Thirdly the tibfib bodies were created, along with attaching the markers/anatomical landmarks to the meshes. As above, reorientation from the participants initial pose is possible. The tibfib's initial flexion/extension position was adjusted to position the medial malleoli beneath the medial epicondyle (essentially having the femur and tibfib be vertically aligned for the '0' degrees of flexion/extension for both the hip and knee joints). The knee joint (1 dof, pin joint) went through 2 stages, initially the flexion/extension axis was defined as the vector between the epicondyles, before being numerically optimised through using a walking trial and perturbing the orientation of this joint axis to see if any reductions in marker RMS error are observed. 

Fourthly, the initial feet bodies from gait 2392 are attached to the model and repositioned to have the talus sitting in the centre of the malleoli, the flexion extension vector for the ankle is also defined using the vector between the malleoli. The subtalar joint angle is maintained as is present in the gait 2392 model, this update is hard coded within the next section on general model updates. From here the feet bodies are reorientated to take into account patient specific foot positioning (as gait 2392 has the feet aligned perfectly in a forward/backward direction, but for participants this is not always the case). This rotates the feet bodies about the y and z axis to align the vector between the toe and heel model markers with that of the toe and heel static trial marker data. In addition the feet are rotated to a position that is considered to be flat with the ground when the joint angles are at their '0' positions.

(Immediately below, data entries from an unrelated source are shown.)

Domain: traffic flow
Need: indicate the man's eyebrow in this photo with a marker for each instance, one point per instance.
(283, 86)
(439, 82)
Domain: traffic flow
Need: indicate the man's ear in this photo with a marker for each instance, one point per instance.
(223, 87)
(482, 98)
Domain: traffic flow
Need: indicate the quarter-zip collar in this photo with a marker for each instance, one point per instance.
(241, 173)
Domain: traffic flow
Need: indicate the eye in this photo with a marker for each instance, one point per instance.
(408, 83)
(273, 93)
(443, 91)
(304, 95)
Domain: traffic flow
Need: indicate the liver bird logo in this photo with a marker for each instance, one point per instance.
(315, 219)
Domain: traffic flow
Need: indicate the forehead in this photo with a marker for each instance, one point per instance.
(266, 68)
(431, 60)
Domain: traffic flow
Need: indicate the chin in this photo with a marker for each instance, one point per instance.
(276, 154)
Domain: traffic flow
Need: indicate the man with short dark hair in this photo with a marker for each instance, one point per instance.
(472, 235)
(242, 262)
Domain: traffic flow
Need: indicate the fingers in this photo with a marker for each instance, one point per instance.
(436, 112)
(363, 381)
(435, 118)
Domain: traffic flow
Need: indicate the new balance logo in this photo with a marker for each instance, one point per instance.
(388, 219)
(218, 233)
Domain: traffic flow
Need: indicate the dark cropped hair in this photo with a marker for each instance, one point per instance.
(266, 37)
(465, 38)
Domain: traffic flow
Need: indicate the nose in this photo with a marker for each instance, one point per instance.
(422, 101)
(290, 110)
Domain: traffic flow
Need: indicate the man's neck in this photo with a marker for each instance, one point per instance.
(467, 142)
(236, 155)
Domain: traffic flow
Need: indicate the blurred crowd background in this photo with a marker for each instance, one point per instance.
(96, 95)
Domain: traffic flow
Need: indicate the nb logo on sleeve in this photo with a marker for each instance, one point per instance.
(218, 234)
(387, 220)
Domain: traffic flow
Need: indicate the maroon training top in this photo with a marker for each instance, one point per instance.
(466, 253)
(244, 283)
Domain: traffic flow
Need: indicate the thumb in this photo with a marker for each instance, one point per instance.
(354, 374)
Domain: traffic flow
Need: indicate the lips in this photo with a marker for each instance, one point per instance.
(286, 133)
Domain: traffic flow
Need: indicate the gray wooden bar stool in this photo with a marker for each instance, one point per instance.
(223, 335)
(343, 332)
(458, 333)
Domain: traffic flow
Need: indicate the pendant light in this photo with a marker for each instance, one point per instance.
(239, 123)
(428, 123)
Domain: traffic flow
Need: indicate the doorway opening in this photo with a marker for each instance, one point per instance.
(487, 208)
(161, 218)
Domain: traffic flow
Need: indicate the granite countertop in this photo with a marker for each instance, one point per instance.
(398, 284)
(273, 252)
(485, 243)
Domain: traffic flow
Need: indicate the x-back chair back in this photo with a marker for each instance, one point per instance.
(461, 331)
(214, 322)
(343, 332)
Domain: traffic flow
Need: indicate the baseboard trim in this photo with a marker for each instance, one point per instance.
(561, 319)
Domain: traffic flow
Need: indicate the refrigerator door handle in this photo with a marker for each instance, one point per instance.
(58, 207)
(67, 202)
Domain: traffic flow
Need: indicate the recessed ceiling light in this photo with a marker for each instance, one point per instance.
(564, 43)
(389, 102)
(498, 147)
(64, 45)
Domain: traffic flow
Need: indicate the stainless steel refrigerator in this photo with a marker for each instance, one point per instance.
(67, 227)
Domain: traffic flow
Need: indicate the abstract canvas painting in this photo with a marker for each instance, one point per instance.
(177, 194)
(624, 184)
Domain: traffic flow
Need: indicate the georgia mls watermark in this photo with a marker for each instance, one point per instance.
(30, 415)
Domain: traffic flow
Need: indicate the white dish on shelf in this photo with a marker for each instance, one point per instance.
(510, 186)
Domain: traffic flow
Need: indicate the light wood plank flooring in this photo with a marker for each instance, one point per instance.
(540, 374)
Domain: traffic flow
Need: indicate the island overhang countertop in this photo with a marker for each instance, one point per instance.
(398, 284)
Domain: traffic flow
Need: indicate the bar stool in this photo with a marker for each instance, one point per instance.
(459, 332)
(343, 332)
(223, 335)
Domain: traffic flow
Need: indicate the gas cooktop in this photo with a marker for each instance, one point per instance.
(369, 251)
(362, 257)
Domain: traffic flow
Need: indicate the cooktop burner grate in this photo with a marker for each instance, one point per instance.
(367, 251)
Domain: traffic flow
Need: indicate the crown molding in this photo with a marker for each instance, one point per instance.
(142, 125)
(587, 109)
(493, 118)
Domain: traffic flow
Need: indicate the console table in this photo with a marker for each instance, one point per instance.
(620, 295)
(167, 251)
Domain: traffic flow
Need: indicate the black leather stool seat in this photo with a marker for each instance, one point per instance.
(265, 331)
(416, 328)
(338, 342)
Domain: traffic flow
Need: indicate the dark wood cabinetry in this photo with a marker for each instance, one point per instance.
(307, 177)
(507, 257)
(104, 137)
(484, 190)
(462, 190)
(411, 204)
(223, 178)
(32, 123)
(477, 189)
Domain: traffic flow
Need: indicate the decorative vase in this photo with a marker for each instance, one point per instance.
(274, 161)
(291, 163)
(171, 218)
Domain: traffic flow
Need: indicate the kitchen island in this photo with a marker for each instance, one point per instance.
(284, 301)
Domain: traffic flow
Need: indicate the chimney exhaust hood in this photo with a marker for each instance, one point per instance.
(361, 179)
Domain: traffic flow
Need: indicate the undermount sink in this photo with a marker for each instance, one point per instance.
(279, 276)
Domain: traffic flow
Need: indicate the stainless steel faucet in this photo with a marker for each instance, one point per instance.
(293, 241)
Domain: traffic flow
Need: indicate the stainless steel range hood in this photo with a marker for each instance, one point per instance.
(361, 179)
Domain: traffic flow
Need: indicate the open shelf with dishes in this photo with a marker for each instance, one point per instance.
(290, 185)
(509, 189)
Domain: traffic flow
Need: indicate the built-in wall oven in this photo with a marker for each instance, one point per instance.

An additional process that occurs after the feet are finalised (but are un-scaled), is a general overall model update where the joint coordinate names and ranges are updated, body segment parameters (mass and inertias) are computed based off the height and weight of the participant(using information and equations provided by Winter, 2009, as mentioned above the subtalar joint is updated, also we appropriately set the mesh paths of the feet to the correct location within the higher_level_inputs folder.


Following this process, the feet are then scaled by their experimental static trial data (other limbs are not, as this is taken into account by the asm).

Knee joint optimisation, described above, occurs next.

Following this, we moved the model markers to reduce RMS error, this is done via determining the mean error vector between the model markers and the experimental data and then applying that offset to reduce RMS error.

Validation has not yet been conducted on models produced using this tool.

Muscle Creation: 


Muscle creation is an in-the-works optional capability of opensim_model_creator, it currently has the capacity to generate muscles between the pelvis, femur, tibia and fibula with appropriate insertion and origin location, it has the capacity to break a muscle (such as the glut med) into multiple "fibers" using principal component analysis to distribute the fibers across the overall muscle attachment surface. The muscles exist with generic muscle parameters and without any form of muscle wrapping. The sacrum and spine currently do not exist within the model at all and as such muscles originating from these do not exist (glut max exists, just doesn't have the ability to have origins on the sacrum as it is not present within the model). Origins and insertions for muscles of the feet currently are not present.


To add a new participant, create a new folder with the participants name, create a folder called "Inputs", in there place the required files (listed previously) - this is for running test cases, implementation with Tim & Laura's tools follows a different method of use.